Question de singes, mon cher, c’est bien une
question de… singe. Il y en a assez ici, c’est vrai, mais il faut les attraper
et puis le transport, les soins et l’acclimatation en Suisse ! Allons, tu
n’y penses pas, c’est de nouveau une de ces fantaisies dont tu ne te corrigeras
jamais ? A ta place j’attendrais
tranquillement d’être millionnaire, ou d’être entièrement remboursé par Brero avant de penser à t’engager
dans une aventure pareille (entre nous, je comprends bien que tu n’étais pas sérieux,
en m’écrivant ça, mais je tenais tout de même à te dire ce qu’il en est !)
Quant aux
nénuphars, j’en ai en effet vu de très jolis là-haut en vacances et j’ai bien
pensé à toi, mais ce n’est pas permis de les exporter.

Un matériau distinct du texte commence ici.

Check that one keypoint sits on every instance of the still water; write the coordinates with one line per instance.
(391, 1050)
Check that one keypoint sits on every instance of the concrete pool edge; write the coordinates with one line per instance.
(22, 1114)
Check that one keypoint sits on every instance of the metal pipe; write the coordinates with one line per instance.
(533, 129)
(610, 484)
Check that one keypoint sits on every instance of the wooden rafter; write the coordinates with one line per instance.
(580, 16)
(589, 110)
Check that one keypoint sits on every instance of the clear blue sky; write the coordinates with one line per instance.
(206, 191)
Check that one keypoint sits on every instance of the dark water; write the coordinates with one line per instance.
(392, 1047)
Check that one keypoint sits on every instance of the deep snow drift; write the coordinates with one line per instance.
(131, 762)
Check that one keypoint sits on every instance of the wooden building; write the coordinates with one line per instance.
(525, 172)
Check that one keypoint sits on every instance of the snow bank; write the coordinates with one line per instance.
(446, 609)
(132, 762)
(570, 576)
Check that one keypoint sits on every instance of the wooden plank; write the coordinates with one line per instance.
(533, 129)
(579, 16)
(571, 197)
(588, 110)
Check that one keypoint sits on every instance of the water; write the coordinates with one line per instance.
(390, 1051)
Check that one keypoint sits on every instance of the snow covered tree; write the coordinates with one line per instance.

Ici il faut demander des
certificats pour chaque exportation de plantes, d’arbres etc et c’est toute une
histoire et beaucoup de frais. J’ai déjà essayé de vous envoyer des orchidées,
mais j’y ai renoncé pour le moment. Dis à Lehmann qu’il en demande au Jardin
botanique d’Amsterdam.
En ce qui
concerne Brero, (voir Who is who) je suis contente pour lui, je crois aussi en son
génie des affaires et j’ai une très haute opinion et entière confiance en ses
capacités, mais mon cher, il n’a pas la volonté
de te rembourser. S’il voulait vraiment liquider sa dette envers toi, il
pourrait te rembourser soit Fr 25.- par mois. C’est une petite somme qu’il ne
sentirait pas dans ses comptes et à toi et maman cela rendrait toujours
service. Mais entre nous, mon cher Padre, est-ce que toi tu songerais à donner de l’argent à un ami quand tu
peux le contenter de belles paroles ? En tous cas, moi, en bonne commerçante,
j’agirais tout à fait comme Brero. Pourquoi payer quand on peut contenter son
monde avec de belles histoires ? Encore une fois, j’admire Brero, je le
respecte même pour ses mérites incontestables, mais je doute absolument de sa
bonne volonté envers toi.
Mon cher,
je ne tiens pas à en dire plus, tu gobes ces belles promesses et ses grands
projets te rendent heureux, alors
que veux-tu de plus ? Tout ce que je désire, c’est de vous savoir heureux,
et sache bien que je parle tout à fait sans rancune contre Brero. Moi aussi j’ai
entière confiance en son savoir faire, et ma foi, je l’admire vraiment, il m’en
impose, car j’ai des expériences assez étendues ici pour voir les situations d’un
point de vue désintéressé et pour cela juste.
Quant à
Charlot, je ne peux rien te dire, car j’aimerais aussi entendre la cloche de ce
côté là avant de me former une opinion.
Pour
Loulou, c’est la même chose, il y a bien longtemps qu’il ne m’écrit plus.
Et
maintenant mon cher, sans rancune, hein ?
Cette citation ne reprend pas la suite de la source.